12th – I was supposed to send the monitor back today but Diane turned it in yesterday. So, I visited Lydia’s Envoy and made another attempt to resurrect it from the semi-dead. I was moderately successful. It still has no power, but more than it did before. Next up is to replace the catalytic converter.

13th – Church as usual. Mom didn’t want to go for the second Sunday in a row so everyone who did attend ate her cake that Diane got.

14th – Packed up and headed out to Armitage County Park in Eugene right on time about 3 pm. We were supposed to leave at noon, but you know how plans can change. This will be the first trip we’ve taken with a car in tow. Had to use the tow dolly. Worked great. Here we are, stopped in front of Diane’s Mom’s house.

I’m happy to report that the Toyota followed us all the way to the park without falling off even one time. We found the park and our spot before dark. Everything hooked up and working great. They have an off-leash area for dogs so we took them to see what happened. There were other dogs there, but they were of no interest to Ziva who was more enthralled with smelling where all the dogs before her may have stepped, sniffed, peed, and/or pooped. She was in heaven. Ozzie, not so much. He was in more of a mood to be held and cuddled, so Diane complied.

15th – Ziva didn’t get the memo and got me up at 0532, like normal. So, I took her and Ozzie (who begged to come along, too) outside into the freezing cold morning. Diane said it was about 50, but it felt like 9, or so. Very chilly. Then I hunkered down on the sofa for another couple of hours. Kinda like being at home. It was OK. Later in the day Diane drove off to get some essential items at WalMart* which was only 7 minutes away in Eugene. One of the essential items was a small can of propane for the BBQ because I totally forgot to bring one of the two very large spare propane bottles we somehow acquired. From where is a mystery. Once she returned with the propane, and a couple other bags of ‘things’, I fired up the BBQ and cooked the steak we brought for that purpose. Diane made a salad, reheated fresh beans, and made some fake mashed potatoes. It was a wonderful meal in part, I think, because the meat was done nicely. Tasted great.

While Diane was busy shopping, and aggravating her injured, but reportedly healed left wrist, I fiddled around with the Dish satellite system and the RV’s AV features to the point where absolutely nothing worked at all. It was a bit frustrating, to say the least, but I persevered and found a solution by removing everything from the little tiny cabinet that houses everything, then stuffed the satellite things in there and hooked them up. It worked just fine.

Perhaps some of you remember my first foray into that little cabinet. It was kinda like that all over again.

What we don’t have is a connection to the surround system of speakers that live in our ceiling, but they quite working the first time I stuck my arm in that cabinet. The fact that they still don’t work isn’t an issue right now. I’ll figure that out at a later date when it may become important. I can’t get the radio to work, either. Perhaps I should have just left all that stuff alone when it was working. But, I just can’t seem to keep my hands off of stuff that has wires attached. It’s a ‘thing’.

Now it’s time to relax some more, after I share some photos with you …

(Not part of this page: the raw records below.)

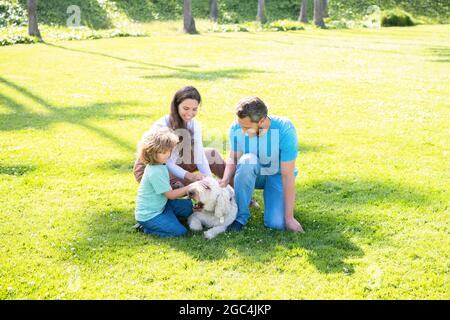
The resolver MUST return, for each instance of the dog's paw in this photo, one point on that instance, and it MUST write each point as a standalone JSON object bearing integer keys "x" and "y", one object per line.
{"x": 208, "y": 235}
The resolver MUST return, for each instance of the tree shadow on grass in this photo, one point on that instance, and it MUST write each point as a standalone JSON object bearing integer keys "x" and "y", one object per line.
{"x": 16, "y": 170}
{"x": 207, "y": 75}
{"x": 441, "y": 54}
{"x": 21, "y": 118}
{"x": 118, "y": 166}
{"x": 330, "y": 212}
{"x": 187, "y": 72}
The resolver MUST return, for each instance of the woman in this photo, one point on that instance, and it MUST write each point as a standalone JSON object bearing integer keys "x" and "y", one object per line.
{"x": 189, "y": 155}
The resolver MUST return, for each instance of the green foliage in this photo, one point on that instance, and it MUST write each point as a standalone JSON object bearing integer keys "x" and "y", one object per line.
{"x": 371, "y": 109}
{"x": 396, "y": 18}
{"x": 12, "y": 14}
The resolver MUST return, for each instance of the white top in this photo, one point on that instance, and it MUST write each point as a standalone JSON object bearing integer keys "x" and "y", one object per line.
{"x": 199, "y": 153}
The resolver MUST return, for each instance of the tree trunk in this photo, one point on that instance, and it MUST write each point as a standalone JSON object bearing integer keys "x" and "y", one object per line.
{"x": 33, "y": 29}
{"x": 318, "y": 14}
{"x": 189, "y": 23}
{"x": 261, "y": 16}
{"x": 214, "y": 11}
{"x": 325, "y": 8}
{"x": 303, "y": 17}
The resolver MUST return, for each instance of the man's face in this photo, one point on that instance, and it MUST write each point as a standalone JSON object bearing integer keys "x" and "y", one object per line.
{"x": 249, "y": 127}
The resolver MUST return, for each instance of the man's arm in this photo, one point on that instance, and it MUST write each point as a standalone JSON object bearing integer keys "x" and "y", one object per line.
{"x": 288, "y": 180}
{"x": 230, "y": 168}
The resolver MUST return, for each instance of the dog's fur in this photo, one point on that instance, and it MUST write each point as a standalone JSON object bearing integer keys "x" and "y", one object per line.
{"x": 219, "y": 208}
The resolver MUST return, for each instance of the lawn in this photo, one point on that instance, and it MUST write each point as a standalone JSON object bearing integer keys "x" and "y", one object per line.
{"x": 372, "y": 113}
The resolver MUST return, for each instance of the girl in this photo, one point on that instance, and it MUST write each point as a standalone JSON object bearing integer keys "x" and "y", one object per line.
{"x": 157, "y": 206}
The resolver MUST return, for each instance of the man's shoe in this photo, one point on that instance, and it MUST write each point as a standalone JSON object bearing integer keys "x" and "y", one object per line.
{"x": 138, "y": 227}
{"x": 235, "y": 226}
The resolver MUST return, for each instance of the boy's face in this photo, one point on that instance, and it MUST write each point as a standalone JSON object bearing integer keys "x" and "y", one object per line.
{"x": 163, "y": 157}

While getting things ready to roll with the RV, Brooklyn and Kaiah from next door appeared with Alice in a car seat on a hand truck. She looked pretty comfortable. None of the straps were tight so she could have escaped any old time.

I took this photo the other day thinking that Breezie was laying on a bunch of sharp rocks. Well, it was just a trick of hers. I looked at it again after she got up and saw that there were no rocks where she was laying. Apparently she pushed them all out of the way before laying down. Tricky cat.

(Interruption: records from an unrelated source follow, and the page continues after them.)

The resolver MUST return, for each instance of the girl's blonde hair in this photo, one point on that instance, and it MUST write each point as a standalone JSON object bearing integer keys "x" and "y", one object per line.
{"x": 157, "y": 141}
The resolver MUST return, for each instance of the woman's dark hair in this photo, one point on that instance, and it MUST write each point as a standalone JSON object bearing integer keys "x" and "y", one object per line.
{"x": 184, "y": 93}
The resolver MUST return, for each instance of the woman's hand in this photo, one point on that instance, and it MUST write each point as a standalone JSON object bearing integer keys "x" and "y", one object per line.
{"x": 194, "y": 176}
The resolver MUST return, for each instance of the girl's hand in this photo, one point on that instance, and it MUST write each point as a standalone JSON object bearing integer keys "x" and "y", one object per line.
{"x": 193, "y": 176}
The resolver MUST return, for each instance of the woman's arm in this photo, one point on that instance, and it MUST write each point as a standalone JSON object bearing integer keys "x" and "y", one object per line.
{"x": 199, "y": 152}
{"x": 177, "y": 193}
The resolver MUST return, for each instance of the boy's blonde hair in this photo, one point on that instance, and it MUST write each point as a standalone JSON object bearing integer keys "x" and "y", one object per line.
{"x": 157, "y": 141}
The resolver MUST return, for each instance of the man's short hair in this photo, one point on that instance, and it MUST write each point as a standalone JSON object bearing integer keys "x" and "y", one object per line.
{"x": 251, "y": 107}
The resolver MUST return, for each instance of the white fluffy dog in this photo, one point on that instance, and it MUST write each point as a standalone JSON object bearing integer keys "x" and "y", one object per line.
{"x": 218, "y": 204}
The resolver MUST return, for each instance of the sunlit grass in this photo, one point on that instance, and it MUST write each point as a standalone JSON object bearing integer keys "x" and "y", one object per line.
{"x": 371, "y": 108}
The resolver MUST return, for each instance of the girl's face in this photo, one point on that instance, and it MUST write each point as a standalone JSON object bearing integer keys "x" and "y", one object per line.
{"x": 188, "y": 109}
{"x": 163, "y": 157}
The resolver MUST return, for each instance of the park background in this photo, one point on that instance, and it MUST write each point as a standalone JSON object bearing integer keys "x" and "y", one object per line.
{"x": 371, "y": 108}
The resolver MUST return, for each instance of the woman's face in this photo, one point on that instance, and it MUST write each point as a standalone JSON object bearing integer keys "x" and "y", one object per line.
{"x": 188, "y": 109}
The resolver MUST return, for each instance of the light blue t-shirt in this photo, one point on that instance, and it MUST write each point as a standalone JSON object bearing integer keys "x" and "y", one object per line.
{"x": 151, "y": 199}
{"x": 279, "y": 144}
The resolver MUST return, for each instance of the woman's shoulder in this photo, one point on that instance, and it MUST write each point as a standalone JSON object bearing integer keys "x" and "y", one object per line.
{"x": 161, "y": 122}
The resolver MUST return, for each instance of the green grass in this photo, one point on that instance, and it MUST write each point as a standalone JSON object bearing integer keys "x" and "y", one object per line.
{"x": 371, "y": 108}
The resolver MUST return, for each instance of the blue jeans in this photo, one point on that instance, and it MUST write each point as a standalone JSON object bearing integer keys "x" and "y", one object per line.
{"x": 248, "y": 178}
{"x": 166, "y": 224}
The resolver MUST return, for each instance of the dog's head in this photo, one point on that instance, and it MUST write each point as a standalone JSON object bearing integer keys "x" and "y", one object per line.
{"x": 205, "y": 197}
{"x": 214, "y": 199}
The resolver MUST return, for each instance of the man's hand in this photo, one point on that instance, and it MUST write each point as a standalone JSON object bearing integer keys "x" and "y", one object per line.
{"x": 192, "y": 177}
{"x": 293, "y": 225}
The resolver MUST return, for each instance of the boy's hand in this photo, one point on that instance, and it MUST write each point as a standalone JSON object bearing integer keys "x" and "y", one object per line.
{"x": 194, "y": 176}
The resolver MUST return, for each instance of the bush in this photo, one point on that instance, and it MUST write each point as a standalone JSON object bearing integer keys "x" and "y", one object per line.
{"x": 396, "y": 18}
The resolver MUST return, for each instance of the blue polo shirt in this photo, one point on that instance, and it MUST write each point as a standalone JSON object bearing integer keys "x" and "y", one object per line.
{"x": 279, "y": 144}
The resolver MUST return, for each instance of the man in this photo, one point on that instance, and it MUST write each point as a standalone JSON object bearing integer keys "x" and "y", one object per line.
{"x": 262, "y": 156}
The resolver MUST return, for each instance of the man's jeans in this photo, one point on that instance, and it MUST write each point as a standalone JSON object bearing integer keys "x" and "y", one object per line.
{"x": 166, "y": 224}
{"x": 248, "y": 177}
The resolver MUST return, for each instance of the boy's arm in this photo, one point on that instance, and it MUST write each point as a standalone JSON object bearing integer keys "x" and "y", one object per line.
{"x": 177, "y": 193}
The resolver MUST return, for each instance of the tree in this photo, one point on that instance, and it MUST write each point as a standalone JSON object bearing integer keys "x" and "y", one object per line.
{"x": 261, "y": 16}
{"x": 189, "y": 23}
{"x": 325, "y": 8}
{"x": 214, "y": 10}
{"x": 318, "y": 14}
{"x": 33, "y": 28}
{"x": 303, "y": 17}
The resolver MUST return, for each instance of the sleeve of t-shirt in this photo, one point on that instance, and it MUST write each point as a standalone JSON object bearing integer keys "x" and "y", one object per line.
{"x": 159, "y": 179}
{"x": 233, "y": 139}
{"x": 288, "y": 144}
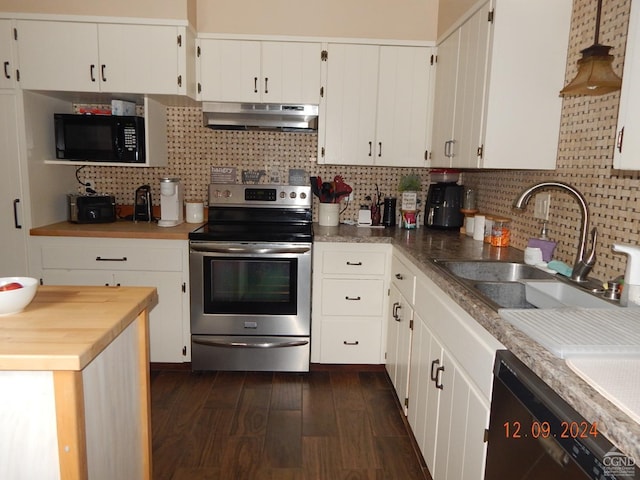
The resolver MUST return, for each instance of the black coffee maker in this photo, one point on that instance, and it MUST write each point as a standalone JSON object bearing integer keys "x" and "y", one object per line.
{"x": 444, "y": 201}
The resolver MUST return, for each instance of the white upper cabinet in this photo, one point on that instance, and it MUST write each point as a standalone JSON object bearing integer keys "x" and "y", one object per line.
{"x": 377, "y": 105}
{"x": 90, "y": 57}
{"x": 257, "y": 71}
{"x": 7, "y": 55}
{"x": 627, "y": 151}
{"x": 497, "y": 87}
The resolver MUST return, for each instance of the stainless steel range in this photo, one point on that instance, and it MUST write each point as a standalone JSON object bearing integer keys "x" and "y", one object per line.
{"x": 250, "y": 275}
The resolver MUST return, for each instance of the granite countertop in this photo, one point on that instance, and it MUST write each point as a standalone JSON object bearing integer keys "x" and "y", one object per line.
{"x": 65, "y": 328}
{"x": 118, "y": 229}
{"x": 423, "y": 245}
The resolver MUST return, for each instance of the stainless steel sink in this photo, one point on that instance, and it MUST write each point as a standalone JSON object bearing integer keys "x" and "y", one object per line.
{"x": 505, "y": 294}
{"x": 492, "y": 271}
{"x": 520, "y": 286}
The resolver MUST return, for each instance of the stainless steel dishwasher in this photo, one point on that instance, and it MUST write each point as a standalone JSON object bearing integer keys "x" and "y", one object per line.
{"x": 534, "y": 434}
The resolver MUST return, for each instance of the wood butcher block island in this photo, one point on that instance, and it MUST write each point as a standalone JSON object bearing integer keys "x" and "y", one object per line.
{"x": 74, "y": 377}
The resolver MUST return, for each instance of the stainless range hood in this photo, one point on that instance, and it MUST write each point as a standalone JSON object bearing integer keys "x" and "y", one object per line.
{"x": 259, "y": 116}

Finally, these two Transformers landed in our yard a week or so ago and have just been staring at each other since landing. I keep waiting for one of them to make a move but, so far, neither one has flinched. I’ve seen kids from the neighborhood playing on and around them, and no one has been hurt, but it’s just a matter of time. One day soon they will rise up and destroy all the ground around them. I’d like to be there for that.

By the way, the weather in Eugene is magnificent.